You really do. "Generators" are APIs, their implementations may vary, even across different CPython versions, and Stackless is not the only implementation (yet a significant one) that you should consider when talking about the differences in memory footprint. Numba, Cython, Nuitka, and a few other more exotic compilers all have their own implementations of compiled generators, and some of them allocate the required tracking structure quite compactly on the stack [1].

But let's say I agree with you. To make the case demonstrably true, I'd like to see the context where a total volume of generator instantiations becomes less efficient than all possible list/tuple allocations with their contained data. Do you mind sharing your stats? What kind of codebase is it? I'd like to understand the layout of it and to draw my own conclusion on whether the mentioned veteran code is sane.

[1] http://numba.pydata.org/numba-doc/0.20.0/developer/generator...

Hey, I actually used to work on the numba compiler team at Continuum. I can say I don’t understand the last rant paragraph at all or why you think it’s related to my point about generators.

> I can say I don’t understand the last rant paragraph at all or why you think it’s related to my point about generators.

This is not a rant, you made a claim about generators' allocations inefficiencies compared to physical list() and tuple() allocations, I'd like to see the case where it's true.

It is true in many many cases. For a very simple illustration consider

    def f():
        x = list(range(10000))
        yield from x

vs

    list(range(10000))

The former includes the overhead of memory for both the materialized list and function execution frames.

The same thing happens when people naively split up generators that hold onto a lot of data, for example (this comes from real life experience where someone wanted to essentially “memoize with generators” a membership check on the response from a database call).

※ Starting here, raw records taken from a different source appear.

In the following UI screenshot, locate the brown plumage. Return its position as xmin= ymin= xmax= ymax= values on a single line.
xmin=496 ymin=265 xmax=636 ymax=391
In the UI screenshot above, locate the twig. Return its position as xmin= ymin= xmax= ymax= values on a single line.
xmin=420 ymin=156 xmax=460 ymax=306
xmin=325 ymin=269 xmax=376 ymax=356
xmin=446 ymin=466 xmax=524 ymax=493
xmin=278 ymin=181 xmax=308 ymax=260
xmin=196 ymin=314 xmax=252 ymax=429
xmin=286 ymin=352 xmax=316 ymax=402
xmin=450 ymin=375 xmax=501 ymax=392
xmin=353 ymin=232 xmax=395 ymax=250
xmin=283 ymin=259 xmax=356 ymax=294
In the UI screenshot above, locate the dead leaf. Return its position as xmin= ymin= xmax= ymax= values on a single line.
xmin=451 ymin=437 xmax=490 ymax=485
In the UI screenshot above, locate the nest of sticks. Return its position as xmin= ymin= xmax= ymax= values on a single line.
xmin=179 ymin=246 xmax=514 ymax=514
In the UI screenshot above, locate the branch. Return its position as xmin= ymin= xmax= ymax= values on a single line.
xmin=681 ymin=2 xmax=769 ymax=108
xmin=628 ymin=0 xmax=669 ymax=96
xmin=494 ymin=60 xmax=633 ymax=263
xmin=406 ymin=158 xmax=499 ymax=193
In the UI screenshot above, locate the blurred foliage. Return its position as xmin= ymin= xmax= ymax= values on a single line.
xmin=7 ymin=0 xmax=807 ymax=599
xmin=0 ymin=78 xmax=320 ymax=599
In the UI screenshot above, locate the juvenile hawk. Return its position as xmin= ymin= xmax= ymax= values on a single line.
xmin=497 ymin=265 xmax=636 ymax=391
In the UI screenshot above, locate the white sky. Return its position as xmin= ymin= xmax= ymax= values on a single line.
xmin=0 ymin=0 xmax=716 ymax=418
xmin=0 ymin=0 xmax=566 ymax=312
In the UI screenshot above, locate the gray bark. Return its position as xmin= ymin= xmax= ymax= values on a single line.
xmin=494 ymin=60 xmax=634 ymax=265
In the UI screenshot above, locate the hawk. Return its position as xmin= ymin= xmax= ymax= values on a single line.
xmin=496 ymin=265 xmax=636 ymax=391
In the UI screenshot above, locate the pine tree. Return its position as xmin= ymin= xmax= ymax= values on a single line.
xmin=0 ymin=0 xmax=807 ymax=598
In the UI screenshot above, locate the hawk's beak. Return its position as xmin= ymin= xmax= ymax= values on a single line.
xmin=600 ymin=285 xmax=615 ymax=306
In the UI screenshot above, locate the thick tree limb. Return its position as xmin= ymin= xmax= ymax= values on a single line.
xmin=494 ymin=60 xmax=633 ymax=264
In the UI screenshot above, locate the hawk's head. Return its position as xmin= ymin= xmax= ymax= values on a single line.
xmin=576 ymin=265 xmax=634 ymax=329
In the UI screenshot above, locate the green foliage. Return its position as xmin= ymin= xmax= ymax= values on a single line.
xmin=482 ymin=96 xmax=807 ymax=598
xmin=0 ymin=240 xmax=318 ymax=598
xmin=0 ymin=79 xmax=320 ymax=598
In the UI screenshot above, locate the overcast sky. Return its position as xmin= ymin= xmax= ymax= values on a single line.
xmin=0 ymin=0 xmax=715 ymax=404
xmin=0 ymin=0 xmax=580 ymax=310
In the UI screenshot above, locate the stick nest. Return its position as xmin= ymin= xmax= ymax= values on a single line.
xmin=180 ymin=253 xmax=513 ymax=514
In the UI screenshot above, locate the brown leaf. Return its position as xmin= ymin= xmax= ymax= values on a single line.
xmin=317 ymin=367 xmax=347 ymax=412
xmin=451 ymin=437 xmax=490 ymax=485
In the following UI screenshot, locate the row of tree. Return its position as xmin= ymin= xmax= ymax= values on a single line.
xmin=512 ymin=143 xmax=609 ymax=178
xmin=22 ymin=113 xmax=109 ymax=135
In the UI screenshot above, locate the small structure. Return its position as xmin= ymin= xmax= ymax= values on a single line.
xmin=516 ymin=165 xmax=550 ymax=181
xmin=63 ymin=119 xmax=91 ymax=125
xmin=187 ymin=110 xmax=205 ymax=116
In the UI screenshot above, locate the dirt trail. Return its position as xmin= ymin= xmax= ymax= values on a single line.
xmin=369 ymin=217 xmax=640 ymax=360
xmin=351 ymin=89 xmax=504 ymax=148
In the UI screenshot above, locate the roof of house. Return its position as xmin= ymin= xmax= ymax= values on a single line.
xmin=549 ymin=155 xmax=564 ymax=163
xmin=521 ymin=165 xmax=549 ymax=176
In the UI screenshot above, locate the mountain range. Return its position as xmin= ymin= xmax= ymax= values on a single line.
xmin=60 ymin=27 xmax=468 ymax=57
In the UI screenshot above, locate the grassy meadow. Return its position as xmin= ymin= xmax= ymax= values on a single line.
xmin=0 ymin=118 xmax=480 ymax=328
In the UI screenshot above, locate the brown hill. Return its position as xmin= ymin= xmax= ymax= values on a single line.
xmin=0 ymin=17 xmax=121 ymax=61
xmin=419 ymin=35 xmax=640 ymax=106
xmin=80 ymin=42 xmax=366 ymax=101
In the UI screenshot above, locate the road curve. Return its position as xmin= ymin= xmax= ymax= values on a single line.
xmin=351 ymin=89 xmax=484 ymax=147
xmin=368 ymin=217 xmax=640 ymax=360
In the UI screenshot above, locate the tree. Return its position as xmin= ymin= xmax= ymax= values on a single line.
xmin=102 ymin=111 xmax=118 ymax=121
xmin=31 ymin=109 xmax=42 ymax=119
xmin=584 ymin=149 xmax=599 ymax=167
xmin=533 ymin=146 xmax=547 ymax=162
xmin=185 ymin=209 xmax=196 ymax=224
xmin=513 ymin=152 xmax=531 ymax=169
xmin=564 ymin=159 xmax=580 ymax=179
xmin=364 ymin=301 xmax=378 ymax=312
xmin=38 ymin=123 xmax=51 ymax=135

    def check_expensive_in():
        s = large_db_call()
        while True:
            x = yield
            yield x in s

    def expensive_filter():
        f = check_expensive_in()
        next(f)

        def helper(item):
            v = f.send(item)
            f.next()
            return v

        while True:
            items = yield
            for item in items:
                yield helper(item)
            yield None

    e = expensive_filter()
    next(e)
    e.send(some_list)
    # iterate e until None.

(Sorry for any typos or minor glitches with send(), I am writing this on my phone as I eat breakfast.)

It’s a very simple issue, which is that memoizing with generators maintains the memory footprint of the memoized data _and_ additional memory footprint of the generator (and also of large sent values into the generator too, but this is less common).

It’s better to just materialize the things you need in memory and reuse them in regular function calls, which don’t have fixed permanent overhead for a long lifetime like generators.

This can absolutely happen with small data examples too, where generators are less efficient than just materializing everything, but normally nobody cares because with small data, the effect of any inefficiency won’t be noticed.

Even in that case though, generators often lead to spaghetti code like my example above, because depending on laziness as you compose multiple functions is just a poor conceptual way to organize code. Very rarely, but sometimes, it’s worth it to avoid memory bottlenecks or to do stream processing. But it’s overstated how often this matters generally - it’s very rare unless you’re in a specialized domain where that’s all do.

Lastly I’d like to say that your tone comes across as needlessly antagonistic and it seems extremely obvious you are engaging in bad faith. You don’t seem open to consider what I am saying, rather in a rush to demand some kind of “proof” with no willingness to think through it, and likely not seeking proof to learn anything but just to try to create shallow, undermining retorts.

I won’t be continuing to check back here or engage any further with you. If you want the last word in the thread, take it.

> You don’t seem open to consider what I am saying, rather in a rush to demand some kind of “proof” with no willingness to think through it

it doesn't work this way, if you state something to be true, the burden of proof lies on your shoulders and I am open to consider the proof, and not just words alone.

It's funny that this subthread was started with a statement that my example of complexity estimation difficulties was deeply contrived, yet the examples for a proof of generators' inefficiences materialize all intermediate values into lists. Why would I want to materialize a list to yield something from it later, if I can just pass the range() stream to the caller instead?

Your second example is an exemplary code smell, as there's no need for a helper() closure. And there's no need to hold resources for check_expensive_in(), as most of DBs have lazy query cursor implementations in one way or the other. Afterall, it's not about doing everything in one expensive DB call and laziness doesn't negate buffered data, it just says that there's an explicit boundary on internal buffers within a single iteration, and every single iteration may perform a separate but less expensive DB call.